Page 1 of 1
UTF-8 To Unicode
Posted: 18 May 2012 01:53
by mauro012345
Hi!
Is there a similar snippet, like that one:
http://www.dostips.com/?t=Snippets.AnsiToUnicodeto translate a file from UTF-8 to Unicode txt format?
I have to do that with thousands of files, so I need a command to call from a script
thanks!
Re: UTF-8 To Unicode
Posted: 18 May 2012 09:06
by aGerman
Batch has a horrible Unicode support and it doesn't support UTF-8. If you need to convert those character encodings you could try VBScript.
See
http://www.robvanderwoude.com/vbstech_files_utf8.phpPM me if you need help with it.
Regards
aGerman
Re: UTF-8 To Unicode
Posted: 18 May 2012 14:27
by Liviu
Save the following to a batch file.
Code: Select all
@echo off
setlocal disabledelayedexpansion
:: save original codepage
for /f "tokens=2 delims=:" %%a in ('chcp') do @set /a "cp=%%~a"
:: write utf-16le BOM
chcp 1252 >nul
rem replace with 'cmd /a /c (set ..' if called at 'cmd /u' prompt
(set /p =ÿþ) <nul >%2 2>nul
chcp %cp% >nul
:: convert utf-8 to utf-16le
rem all on one line since batch parsing fails while active codepage is utf-8
chcp 65001 >nul & cmd /u /c type %1 >>%2 & chcp %cp% >nul
Call it with the source UTF-8 encoded file as the 1st argument, and the destination filename as the 2nd argument to be saved as UTF-16LE (including the leading BOM). It was tested to work under my xp.sp3, note however that this is just a minimal snippet with no error checking.
Liviu
Re: UTF-8 To Unicode
Posted: 18 May 2012 16:39
by aGerman
I wasn't aware that TYPE would return a usable output. Great, Liviu!
Regards
aGerman
Re: UTF-8 To Unicode
Posted: 18 May 2012 19:04
by Squashman
I tried just the original code and it seemed to do ok when I told my file viewing software to display the output file using UTF-16LE but there were a few unreadable characters at the beginning.
Re: UTF-8 To Unicode
Posted: 18 May 2012 20:00
by Liviu
aGerman wrote:I wasn't aware that TYPE would return a usable output.

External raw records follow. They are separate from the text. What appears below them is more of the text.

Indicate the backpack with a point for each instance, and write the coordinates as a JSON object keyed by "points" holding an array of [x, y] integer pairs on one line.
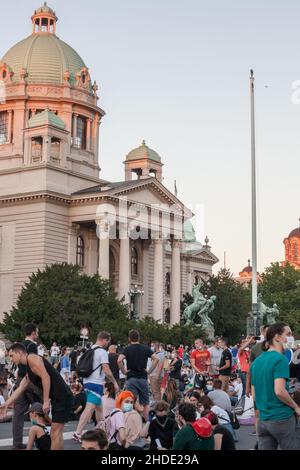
{"points": [[240, 406], [85, 363]]}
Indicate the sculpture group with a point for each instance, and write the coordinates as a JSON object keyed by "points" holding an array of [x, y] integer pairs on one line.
{"points": [[200, 309]]}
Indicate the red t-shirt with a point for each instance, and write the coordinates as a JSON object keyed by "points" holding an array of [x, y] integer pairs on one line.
{"points": [[180, 352], [201, 359], [244, 357]]}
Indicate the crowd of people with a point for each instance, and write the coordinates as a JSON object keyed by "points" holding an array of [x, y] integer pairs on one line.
{"points": [[152, 396]]}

TYPE is indeed surprisingly well behaved for a builtin command
Using combinations of chcp, the half-baked 65001 codepage support, and 'cmd /u' one can use TYPE to convert text files between codepages, or 8-bit and Unicode encodings.
Squashman wrote:...but there were a few unreadable characters at the beginning.
Maybe your input file had a UTF-8 BOM (neither required nor recommended), which TYPE doesn't like. Or maybe your viewer did not skip over the UTF-16LE BOM (both required and recommended). Or maybe you just had some characters in the test file that the viewer font does not cover.
Liviu
Re: UTF-8 To Unicode
Posted: 18 May 2012 21:19
by Squashman
I was just testing with plain old american english. Just 3 sentences. I used notepad to save it as UTF-8 and then ran the code. I was going to post a screen shot but didn't have time earlier.
Re: UTF-8 To Unicode
Posted: 19 May 2012 09:25
by Liviu
Squashman wrote:I used notepad to save it as UTF-8
Notepad does indeed write a BOM to the UTF-8 file. When redirecting the output to a file, "type" converts the UTF-8 BOM to a UTF-16LE BOM. Since the original code forces a UTF-16LE BOM itself, the end result would be a UTF-16LE file mistakenly starting with two BOM sequences (0xFF 0xFE 0xFF 0xFE).
If you remove the ":: write utf-16le BOM" section from the original code, the conversion will work for UTF-8 files with an embedded BOM.
Liviu
Re: UTF-8 To Unicode
Posted: 21 May 2012 03:39
by mauro012345
Let's try this!